La putrescenza delle radici
"E' stato davvero un colpo di genio misurare il dolore per gradi, attribuirgli un limite e una categoria. C'è chi sostiene che il dolore sia interminabile e non si esaurisca mai, eppure io credo che dopo il decimo grado della mia scala non resti altro che la memoria delle cose, che ferisce ormai solo nel ricordo."
"Quando lo vidi per la prima volta, non riuscii a reprimere un grido di terrore. Era un lugubre, sinistro. Aveva grandi occhi giallastri, quasi rotondi e sempre sbarrati, che sembravano penetrare attraverso le cose e le persone. La mia vita, già disgraziata, divenne un inferno. La sera stessa del suo arrivo supplicai mio marito di non condannarmi alla tortura della sua compagnia."

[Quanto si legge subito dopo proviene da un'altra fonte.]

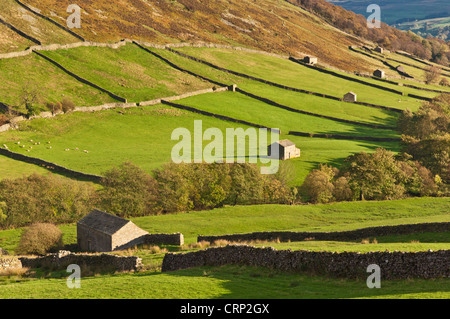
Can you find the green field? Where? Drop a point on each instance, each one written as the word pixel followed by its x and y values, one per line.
pixel 322 217
pixel 128 72
pixel 53 84
pixel 229 282
pixel 111 137
pixel 298 76
pixel 249 282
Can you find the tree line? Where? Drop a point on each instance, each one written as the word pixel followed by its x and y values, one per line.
pixel 422 168
pixel 432 49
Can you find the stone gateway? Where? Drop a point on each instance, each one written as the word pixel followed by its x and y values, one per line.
pixel 287 150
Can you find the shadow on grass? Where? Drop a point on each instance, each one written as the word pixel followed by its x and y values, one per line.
pixel 261 283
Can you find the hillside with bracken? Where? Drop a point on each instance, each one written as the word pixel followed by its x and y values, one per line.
pixel 271 25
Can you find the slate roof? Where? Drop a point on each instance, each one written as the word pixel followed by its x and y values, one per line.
pixel 286 143
pixel 103 222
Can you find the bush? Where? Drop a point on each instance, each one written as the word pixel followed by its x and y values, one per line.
pixel 54 106
pixel 318 184
pixel 40 239
pixel 128 191
pixel 48 199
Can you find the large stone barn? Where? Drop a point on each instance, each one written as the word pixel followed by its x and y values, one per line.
pixel 379 73
pixel 100 232
pixel 310 60
pixel 287 150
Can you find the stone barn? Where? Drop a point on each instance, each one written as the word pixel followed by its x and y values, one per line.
pixel 310 60
pixel 350 97
pixel 379 49
pixel 287 150
pixel 379 73
pixel 101 232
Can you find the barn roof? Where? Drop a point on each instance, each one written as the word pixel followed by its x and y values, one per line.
pixel 284 143
pixel 103 222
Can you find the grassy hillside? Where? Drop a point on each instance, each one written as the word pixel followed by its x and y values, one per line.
pixel 395 11
pixel 228 282
pixel 324 217
pixel 11 41
pixel 272 25
pixel 294 75
pixel 128 72
pixel 53 84
pixel 33 25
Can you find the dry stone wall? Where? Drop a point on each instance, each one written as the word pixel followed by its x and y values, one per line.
pixel 286 236
pixel 222 117
pixel 267 101
pixel 62 259
pixel 36 12
pixel 9 263
pixel 393 265
pixel 50 166
pixel 165 239
pixel 21 33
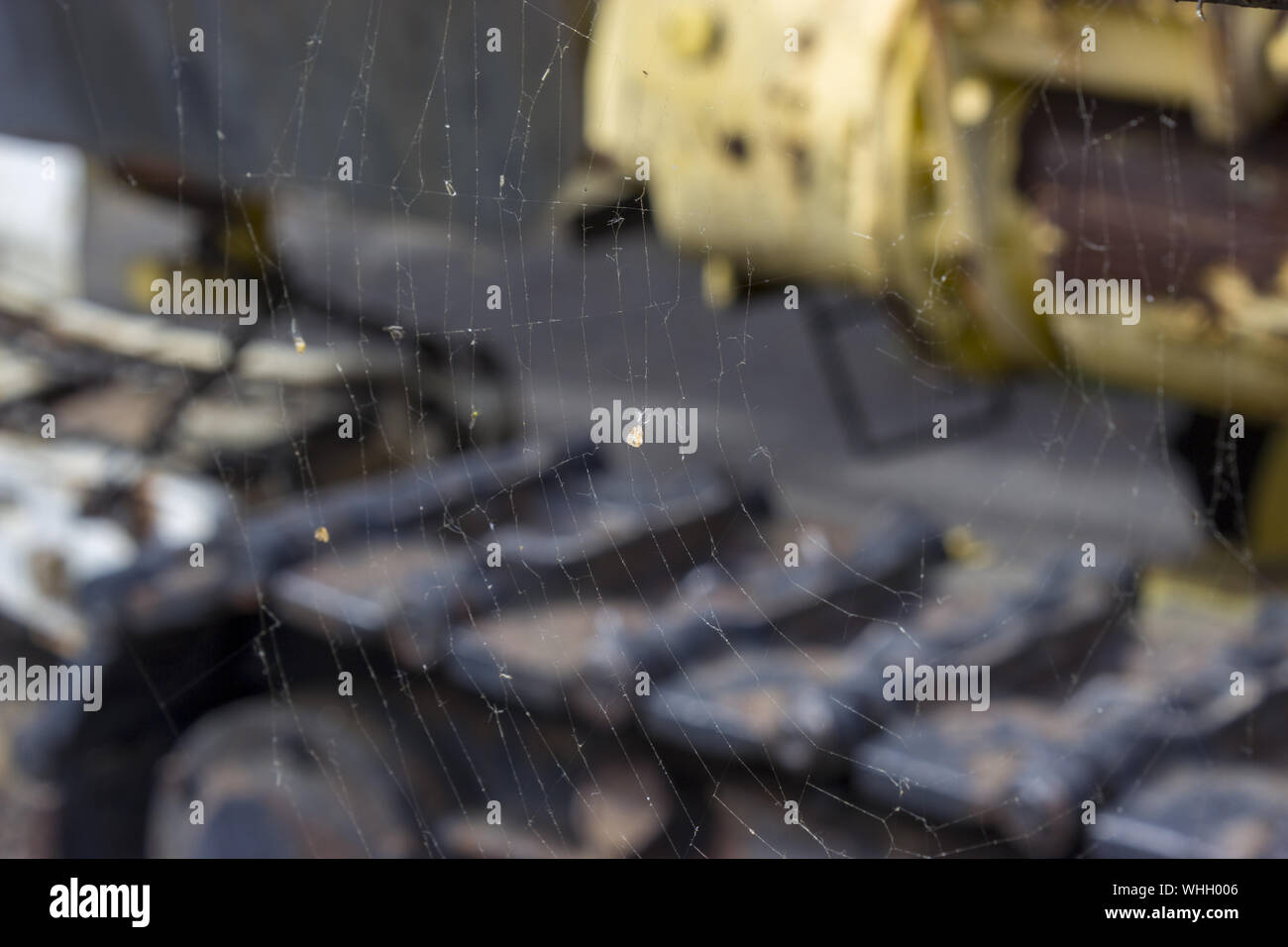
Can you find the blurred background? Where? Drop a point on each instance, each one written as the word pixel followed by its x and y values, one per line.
pixel 362 583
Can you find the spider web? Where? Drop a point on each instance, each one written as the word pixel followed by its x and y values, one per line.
pixel 468 172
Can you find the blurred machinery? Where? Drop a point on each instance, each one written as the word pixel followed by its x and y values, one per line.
pixel 455 638
pixel 940 154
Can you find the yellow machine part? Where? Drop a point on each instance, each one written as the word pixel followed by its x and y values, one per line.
pixel 876 142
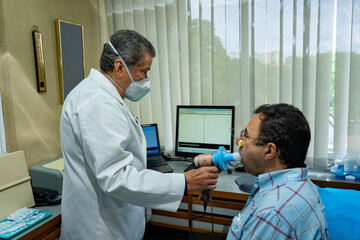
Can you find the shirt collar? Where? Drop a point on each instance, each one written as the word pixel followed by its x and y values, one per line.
pixel 269 180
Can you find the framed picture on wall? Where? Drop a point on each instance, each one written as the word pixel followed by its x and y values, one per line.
pixel 71 58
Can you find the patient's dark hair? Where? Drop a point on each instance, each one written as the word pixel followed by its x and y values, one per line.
pixel 286 127
pixel 130 45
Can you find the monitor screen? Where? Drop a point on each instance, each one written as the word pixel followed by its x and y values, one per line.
pixel 203 129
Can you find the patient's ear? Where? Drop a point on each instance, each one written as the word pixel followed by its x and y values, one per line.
pixel 270 151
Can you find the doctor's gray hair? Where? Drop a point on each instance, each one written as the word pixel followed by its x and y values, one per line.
pixel 130 45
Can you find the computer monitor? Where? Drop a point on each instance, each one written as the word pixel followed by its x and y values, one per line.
pixel 203 129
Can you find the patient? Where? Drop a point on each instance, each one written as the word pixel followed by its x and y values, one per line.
pixel 284 203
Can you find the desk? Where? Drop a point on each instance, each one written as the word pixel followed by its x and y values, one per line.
pixel 228 200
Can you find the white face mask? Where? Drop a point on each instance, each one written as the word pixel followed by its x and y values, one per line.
pixel 136 90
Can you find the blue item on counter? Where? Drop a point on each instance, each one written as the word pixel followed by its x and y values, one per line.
pixel 356 174
pixel 339 171
pixel 21 220
pixel 342 212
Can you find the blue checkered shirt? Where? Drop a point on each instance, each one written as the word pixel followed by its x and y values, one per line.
pixel 283 204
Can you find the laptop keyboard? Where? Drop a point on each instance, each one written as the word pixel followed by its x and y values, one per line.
pixel 156 162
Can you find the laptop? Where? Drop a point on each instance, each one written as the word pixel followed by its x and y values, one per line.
pixel 155 160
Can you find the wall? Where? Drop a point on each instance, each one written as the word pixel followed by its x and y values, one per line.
pixel 32 118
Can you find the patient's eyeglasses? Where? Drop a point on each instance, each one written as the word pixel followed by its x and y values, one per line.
pixel 243 134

"Mi spaventa l'idea di sprofondare nel cupo mistero del loro essere. Mi si avvicinano silenziosamente, come per annusare il mio stato d'animo o, forse, indovinare i miei pensieri. Ma so che loro lo sentono, devono sentirlo, vista la gioia che leggo nei loro volti, l'aria trionfante che li invade quando io non desidero altro che la loro distruzione."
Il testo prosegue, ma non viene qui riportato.